Irradiation of alloys with energetic particles leads to the forced chemical mixing of atoms and the creation of point defects. At elevated temperatures, the point defects are mobile and enhance diffusion. Since forced mixing occurs in energetic displacement processes, alloy constituents tend to flow down gradients in their concentration, while radiation enhanced diffusion is thermally activated and alloy components respond to gradients in their chemical potential. Phase evolution in irradiated alloys thus depends on the competition between these two dynamics. A similar situation occurs during severe plastic deformation, dislocation glide results in forced chemical mixing, while dislocation reactions lead to the creation of vacancies and enhanced thermally activated diffusion. One possible consequence of these competing dynamics is that alloys self-organize into compositional patterns, i.e., concentration variations adopt a fixed length scale determined by the nature of the driving forces and the internal dynamics of the alloy. The current perspective illustrates how the details of driving forces relate to the length scale of the compositional patterns and their morphology.

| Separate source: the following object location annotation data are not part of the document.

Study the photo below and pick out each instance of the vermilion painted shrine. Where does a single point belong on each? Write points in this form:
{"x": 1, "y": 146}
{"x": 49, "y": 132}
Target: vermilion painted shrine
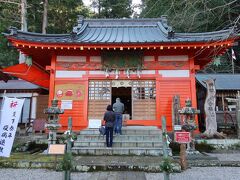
{"x": 142, "y": 61}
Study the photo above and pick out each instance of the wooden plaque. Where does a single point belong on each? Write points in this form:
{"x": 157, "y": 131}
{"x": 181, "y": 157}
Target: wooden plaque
{"x": 56, "y": 149}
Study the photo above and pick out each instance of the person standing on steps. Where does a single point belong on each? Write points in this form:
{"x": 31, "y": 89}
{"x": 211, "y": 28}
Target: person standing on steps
{"x": 118, "y": 108}
{"x": 109, "y": 118}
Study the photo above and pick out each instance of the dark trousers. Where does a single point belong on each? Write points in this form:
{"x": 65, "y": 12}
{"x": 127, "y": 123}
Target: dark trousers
{"x": 118, "y": 123}
{"x": 109, "y": 136}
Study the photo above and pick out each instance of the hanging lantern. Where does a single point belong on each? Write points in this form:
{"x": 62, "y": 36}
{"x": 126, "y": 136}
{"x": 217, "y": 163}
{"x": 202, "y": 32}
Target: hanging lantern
{"x": 116, "y": 74}
{"x": 138, "y": 73}
{"x": 106, "y": 73}
{"x": 128, "y": 73}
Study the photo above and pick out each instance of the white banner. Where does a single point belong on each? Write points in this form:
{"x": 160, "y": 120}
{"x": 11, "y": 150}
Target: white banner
{"x": 11, "y": 111}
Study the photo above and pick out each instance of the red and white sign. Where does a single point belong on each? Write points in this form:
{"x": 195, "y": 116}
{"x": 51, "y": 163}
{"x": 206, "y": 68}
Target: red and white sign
{"x": 11, "y": 111}
{"x": 182, "y": 137}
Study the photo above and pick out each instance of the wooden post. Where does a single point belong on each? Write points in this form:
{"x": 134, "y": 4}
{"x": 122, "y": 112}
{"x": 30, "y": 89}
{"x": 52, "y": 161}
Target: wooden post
{"x": 238, "y": 115}
{"x": 67, "y": 173}
{"x": 183, "y": 156}
{"x": 69, "y": 143}
{"x": 165, "y": 145}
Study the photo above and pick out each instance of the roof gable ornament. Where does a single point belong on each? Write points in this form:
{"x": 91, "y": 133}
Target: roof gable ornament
{"x": 13, "y": 30}
{"x": 80, "y": 21}
{"x": 164, "y": 21}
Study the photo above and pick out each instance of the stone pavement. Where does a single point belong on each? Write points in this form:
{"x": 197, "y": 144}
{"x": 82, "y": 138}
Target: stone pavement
{"x": 126, "y": 163}
{"x": 196, "y": 173}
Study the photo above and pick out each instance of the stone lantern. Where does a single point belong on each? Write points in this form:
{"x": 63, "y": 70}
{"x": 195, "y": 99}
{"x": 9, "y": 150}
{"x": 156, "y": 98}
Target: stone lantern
{"x": 188, "y": 114}
{"x": 53, "y": 118}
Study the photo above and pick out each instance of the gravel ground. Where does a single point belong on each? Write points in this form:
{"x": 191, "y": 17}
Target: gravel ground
{"x": 196, "y": 173}
{"x": 226, "y": 157}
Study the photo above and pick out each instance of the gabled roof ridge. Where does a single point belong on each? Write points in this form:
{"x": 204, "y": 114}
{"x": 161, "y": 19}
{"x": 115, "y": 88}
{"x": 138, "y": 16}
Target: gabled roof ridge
{"x": 13, "y": 32}
{"x": 210, "y": 33}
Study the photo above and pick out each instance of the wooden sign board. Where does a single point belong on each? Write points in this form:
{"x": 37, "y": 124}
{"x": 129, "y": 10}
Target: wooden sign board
{"x": 177, "y": 127}
{"x": 182, "y": 137}
{"x": 94, "y": 123}
{"x": 56, "y": 149}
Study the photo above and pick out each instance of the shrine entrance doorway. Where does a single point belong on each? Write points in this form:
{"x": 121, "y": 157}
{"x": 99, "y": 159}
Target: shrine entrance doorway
{"x": 125, "y": 94}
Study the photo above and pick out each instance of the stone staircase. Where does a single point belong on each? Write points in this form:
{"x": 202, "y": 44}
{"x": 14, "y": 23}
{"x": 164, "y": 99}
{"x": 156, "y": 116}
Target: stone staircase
{"x": 133, "y": 141}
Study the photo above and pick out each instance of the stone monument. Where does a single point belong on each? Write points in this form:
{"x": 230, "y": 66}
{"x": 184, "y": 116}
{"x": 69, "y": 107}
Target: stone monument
{"x": 188, "y": 114}
{"x": 52, "y": 124}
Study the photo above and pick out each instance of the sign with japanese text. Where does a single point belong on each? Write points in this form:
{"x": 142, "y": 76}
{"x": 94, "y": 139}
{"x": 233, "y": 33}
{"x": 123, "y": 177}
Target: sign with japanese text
{"x": 11, "y": 111}
{"x": 70, "y": 91}
{"x": 182, "y": 137}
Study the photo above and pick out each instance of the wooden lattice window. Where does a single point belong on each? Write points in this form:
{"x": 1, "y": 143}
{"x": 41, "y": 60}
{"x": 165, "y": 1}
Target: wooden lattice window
{"x": 144, "y": 90}
{"x": 99, "y": 90}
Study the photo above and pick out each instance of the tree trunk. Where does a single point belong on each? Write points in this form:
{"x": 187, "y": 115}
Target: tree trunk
{"x": 22, "y": 57}
{"x": 209, "y": 108}
{"x": 45, "y": 21}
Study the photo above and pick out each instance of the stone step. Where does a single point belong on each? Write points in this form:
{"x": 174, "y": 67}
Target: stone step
{"x": 118, "y": 151}
{"x": 119, "y": 143}
{"x": 125, "y": 131}
{"x": 95, "y": 137}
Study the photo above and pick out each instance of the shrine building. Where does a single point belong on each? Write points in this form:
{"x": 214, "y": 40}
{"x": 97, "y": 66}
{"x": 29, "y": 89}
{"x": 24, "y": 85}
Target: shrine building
{"x": 141, "y": 61}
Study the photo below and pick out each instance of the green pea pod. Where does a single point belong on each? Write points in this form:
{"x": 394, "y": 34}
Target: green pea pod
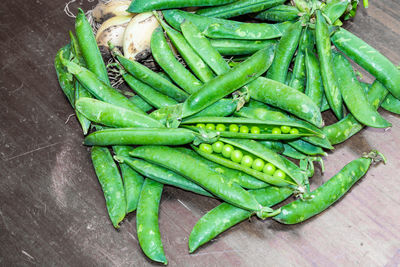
{"x": 201, "y": 174}
{"x": 166, "y": 59}
{"x": 228, "y": 47}
{"x": 133, "y": 181}
{"x": 228, "y": 82}
{"x": 354, "y": 96}
{"x": 65, "y": 79}
{"x": 331, "y": 88}
{"x": 139, "y": 6}
{"x": 284, "y": 52}
{"x": 226, "y": 216}
{"x": 150, "y": 95}
{"x": 279, "y": 95}
{"x": 369, "y": 58}
{"x": 241, "y": 178}
{"x": 238, "y": 8}
{"x": 279, "y": 13}
{"x": 327, "y": 194}
{"x": 152, "y": 79}
{"x": 89, "y": 48}
{"x": 349, "y": 126}
{"x": 192, "y": 59}
{"x": 140, "y": 136}
{"x": 148, "y": 231}
{"x": 113, "y": 116}
{"x": 162, "y": 175}
{"x": 99, "y": 89}
{"x": 250, "y": 128}
{"x": 111, "y": 183}
{"x": 204, "y": 48}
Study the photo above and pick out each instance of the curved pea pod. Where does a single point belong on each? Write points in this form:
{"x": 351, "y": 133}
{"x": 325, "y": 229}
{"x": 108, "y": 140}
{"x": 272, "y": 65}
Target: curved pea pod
{"x": 284, "y": 97}
{"x": 238, "y": 8}
{"x": 201, "y": 174}
{"x": 133, "y": 181}
{"x": 162, "y": 175}
{"x": 139, "y": 6}
{"x": 111, "y": 183}
{"x": 241, "y": 178}
{"x": 349, "y": 126}
{"x": 148, "y": 231}
{"x": 327, "y": 194}
{"x": 279, "y": 13}
{"x": 354, "y": 96}
{"x": 262, "y": 128}
{"x": 140, "y": 136}
{"x": 113, "y": 116}
{"x": 369, "y": 58}
{"x": 228, "y": 82}
{"x": 225, "y": 216}
{"x": 230, "y": 47}
{"x": 294, "y": 176}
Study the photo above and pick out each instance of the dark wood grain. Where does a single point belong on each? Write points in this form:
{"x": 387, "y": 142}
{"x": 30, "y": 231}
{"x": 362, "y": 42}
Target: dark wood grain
{"x": 52, "y": 210}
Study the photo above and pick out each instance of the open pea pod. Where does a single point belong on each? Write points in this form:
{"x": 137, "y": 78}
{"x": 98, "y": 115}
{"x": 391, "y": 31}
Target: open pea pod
{"x": 246, "y": 128}
{"x": 271, "y": 167}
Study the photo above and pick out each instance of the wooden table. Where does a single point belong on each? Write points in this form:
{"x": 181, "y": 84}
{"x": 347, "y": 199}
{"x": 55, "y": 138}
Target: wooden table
{"x": 52, "y": 209}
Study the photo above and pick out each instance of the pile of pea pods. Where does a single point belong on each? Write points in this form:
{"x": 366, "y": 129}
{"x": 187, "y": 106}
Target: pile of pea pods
{"x": 240, "y": 121}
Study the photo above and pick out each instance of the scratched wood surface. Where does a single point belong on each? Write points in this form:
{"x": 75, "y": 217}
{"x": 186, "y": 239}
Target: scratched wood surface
{"x": 52, "y": 210}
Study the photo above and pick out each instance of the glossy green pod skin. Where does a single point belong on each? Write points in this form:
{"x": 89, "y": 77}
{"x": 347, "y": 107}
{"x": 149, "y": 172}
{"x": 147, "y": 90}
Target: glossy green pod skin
{"x": 162, "y": 175}
{"x": 90, "y": 50}
{"x": 331, "y": 87}
{"x": 228, "y": 82}
{"x": 153, "y": 79}
{"x": 111, "y": 183}
{"x": 279, "y": 13}
{"x": 325, "y": 195}
{"x": 113, "y": 116}
{"x": 238, "y": 8}
{"x": 139, "y": 6}
{"x": 204, "y": 48}
{"x": 150, "y": 95}
{"x": 349, "y": 126}
{"x": 166, "y": 59}
{"x": 369, "y": 58}
{"x": 148, "y": 231}
{"x": 284, "y": 52}
{"x": 133, "y": 181}
{"x": 284, "y": 97}
{"x": 140, "y": 136}
{"x": 199, "y": 173}
{"x": 262, "y": 124}
{"x": 228, "y": 47}
{"x": 354, "y": 95}
{"x": 225, "y": 216}
{"x": 99, "y": 89}
{"x": 241, "y": 178}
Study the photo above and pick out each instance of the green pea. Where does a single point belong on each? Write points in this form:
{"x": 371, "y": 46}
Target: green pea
{"x": 285, "y": 129}
{"x": 276, "y": 131}
{"x": 237, "y": 156}
{"x": 227, "y": 151}
{"x": 206, "y": 148}
{"x": 269, "y": 169}
{"x": 233, "y": 128}
{"x": 279, "y": 174}
{"x": 255, "y": 130}
{"x": 220, "y": 127}
{"x": 210, "y": 126}
{"x": 258, "y": 164}
{"x": 247, "y": 161}
{"x": 217, "y": 147}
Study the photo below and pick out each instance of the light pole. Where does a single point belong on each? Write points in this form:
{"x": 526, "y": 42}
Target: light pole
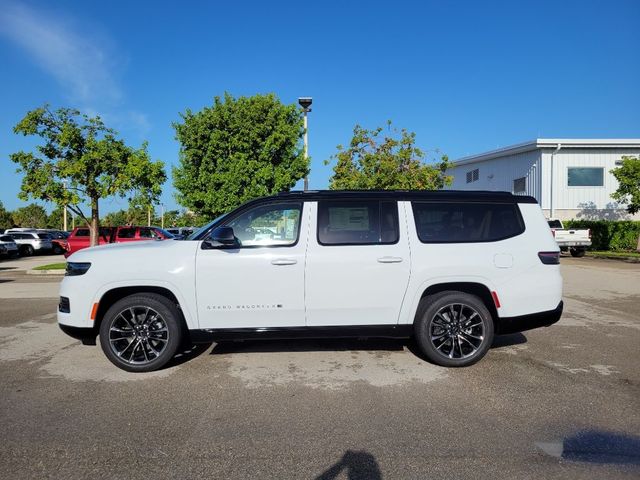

A surprising finding is that irradiation and severe plastic deformation can both lead to compositional patterning even at low temperatures, i.e., in absence of thermally activated diffusion. While the compositional patterning again derives from competing dynamical processes, the characteristic length scales are determined by quite different aspects of the forced mixing. For irradiation, the ballistic recoil distance limits the maximum length scale for patterning at high temperatures, while it is the extent of the thermal spike at low temperatures. For severe plastic deformation, the glide distance of dislocations controls the largest length scale for patterning at high temperatures, whereas kinetic roughening of precipitates controls the maximum length at low temperatures.